Giter Club home page Giter Club logo

ins-etl's Introduction

INS-ETL

Introduction

If you want to mine data for INS project, please stay at the root folder.

Mining

Simply run the following command to initiate the mining process:

node index.js

Data Loading

Move to data_loading folder for the data loading process. The following steps will show you how to load the data into database.

Pre-requisites

Python 3.6 or newer

An initialized and running Neo4j database

Add Dependencies

Run the following command to install dependencies.

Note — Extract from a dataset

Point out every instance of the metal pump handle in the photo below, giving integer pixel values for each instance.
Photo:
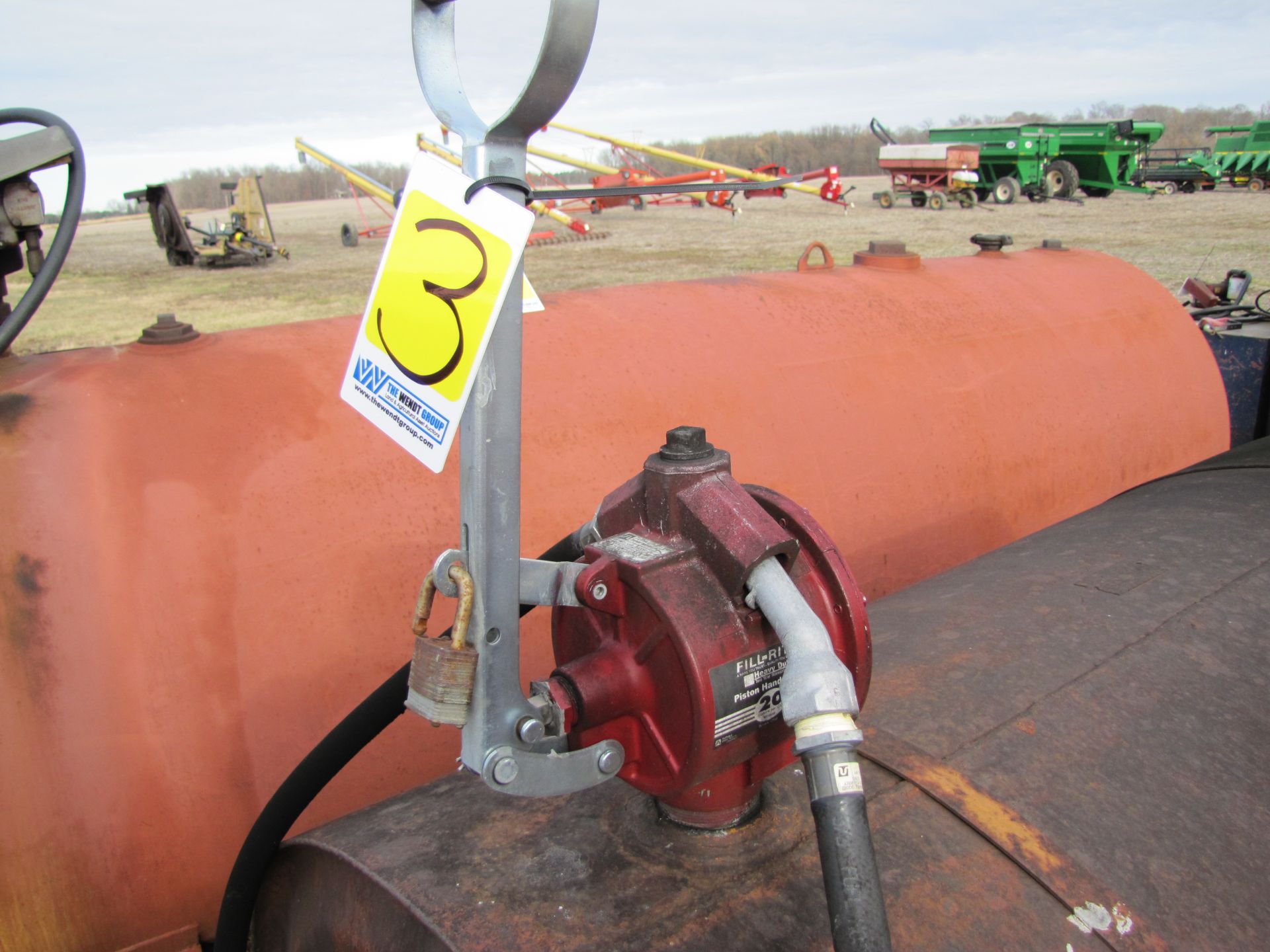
(509, 760)
(566, 45)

pip3 install -r requirements.txt

Or run pip install -r requirements.txt if you are using virtualenv. The dependencies included in requirements.txt are listed below:

pyyaml

neo4j - version 1.7.6

boto3

requests

Configuration File

All the inputs of Data Loader can be set in a YAML format configuration file by using the fields defined below. Using a configuration file can make your Data Loader command significantly shorter.

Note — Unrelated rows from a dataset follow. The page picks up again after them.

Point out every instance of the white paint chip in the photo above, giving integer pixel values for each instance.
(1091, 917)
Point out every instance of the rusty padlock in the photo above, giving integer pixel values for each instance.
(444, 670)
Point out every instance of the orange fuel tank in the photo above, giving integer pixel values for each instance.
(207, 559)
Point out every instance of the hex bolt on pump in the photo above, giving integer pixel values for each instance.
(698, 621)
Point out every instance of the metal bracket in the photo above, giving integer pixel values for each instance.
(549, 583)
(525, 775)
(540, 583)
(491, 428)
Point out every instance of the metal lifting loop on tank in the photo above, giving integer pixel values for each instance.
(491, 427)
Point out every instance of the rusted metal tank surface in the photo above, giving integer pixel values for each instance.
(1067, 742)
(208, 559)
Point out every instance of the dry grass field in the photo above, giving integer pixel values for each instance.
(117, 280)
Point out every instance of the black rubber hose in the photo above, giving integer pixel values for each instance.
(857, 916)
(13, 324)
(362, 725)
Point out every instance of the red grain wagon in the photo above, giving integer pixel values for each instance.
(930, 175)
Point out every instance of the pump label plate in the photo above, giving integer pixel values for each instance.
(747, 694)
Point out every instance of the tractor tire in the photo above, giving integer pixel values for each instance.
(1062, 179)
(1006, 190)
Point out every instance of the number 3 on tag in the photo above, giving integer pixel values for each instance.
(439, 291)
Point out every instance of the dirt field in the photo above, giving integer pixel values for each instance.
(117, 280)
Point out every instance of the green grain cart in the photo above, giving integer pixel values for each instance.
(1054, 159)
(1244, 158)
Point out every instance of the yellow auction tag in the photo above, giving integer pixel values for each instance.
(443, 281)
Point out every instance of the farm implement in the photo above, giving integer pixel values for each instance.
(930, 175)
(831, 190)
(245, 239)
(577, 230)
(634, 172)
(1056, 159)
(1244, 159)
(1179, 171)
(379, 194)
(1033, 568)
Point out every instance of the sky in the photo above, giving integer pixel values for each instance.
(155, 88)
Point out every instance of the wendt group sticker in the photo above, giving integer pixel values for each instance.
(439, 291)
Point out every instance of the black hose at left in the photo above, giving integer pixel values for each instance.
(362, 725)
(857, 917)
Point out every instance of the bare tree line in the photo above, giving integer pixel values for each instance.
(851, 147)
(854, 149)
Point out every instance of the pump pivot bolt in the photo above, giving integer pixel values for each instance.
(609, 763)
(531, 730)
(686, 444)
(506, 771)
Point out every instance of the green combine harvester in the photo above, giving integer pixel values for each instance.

An example configuration file can be found in config/config.yml

neo4j:uri: Address of the target Neo4j endpoint

neo4j:user: Username to be used for the Neo4j database

neo4j:password: Password to be used for the Neo4j database

schema: The file path(s) of the YAML formatted schema file(s)

prop_file: The file containing the properties for the specified schema

dataset: The directory containing the data to be loaded, a temporary directory if loading from an S3 bucket

Run the Pre-processing Pipeline

The INS project has a data pre-processing pipeline which consists of several Python scripts. These scripts format and in some cases generate a report about the data.

It is essential to run these scripts in order for the raw gathered data to work in the INS web application.

These scripts should be run from the root directory for the INS-ETL project in the following order and they will act upon data in the '/data' directory:

  1. python date_restriction_for_outputs.py This filters data based upon dates

  2. python project_abstract_formatter.py This removes '\n' characters from project abstracts

  3. python extra_whitespace_formatter.py This makes sure any whitespace is just a single space

  4. python calculate_award_amount_ranges.py This formats a column for the project data to be used on the UI

  5. python tag_representative_project.py This formats a column for the project data that is internal to the application but is required for the application to work properly

  6. python output_count_report.py This generates a report for the data, intended for data validation purposes

There are assumptions:

  1. All files have the file extensions either '.txt' or '.tsv'. Our convention is that manually curated data ends in '.txt' while automatically gathered data ends in '.tsv'.
  2. All files start with the type of data in the file, case sensitive. For example: type 'patent' has files 'patent_application.tsv' and 'patent_grant.tsv', not 'granted_patent.tsv' or 'Patent_application.tsv'. Any filename-level annotation is to be done after the beginning of the filename is the type of data in the file.
  3. These are tab delimited files.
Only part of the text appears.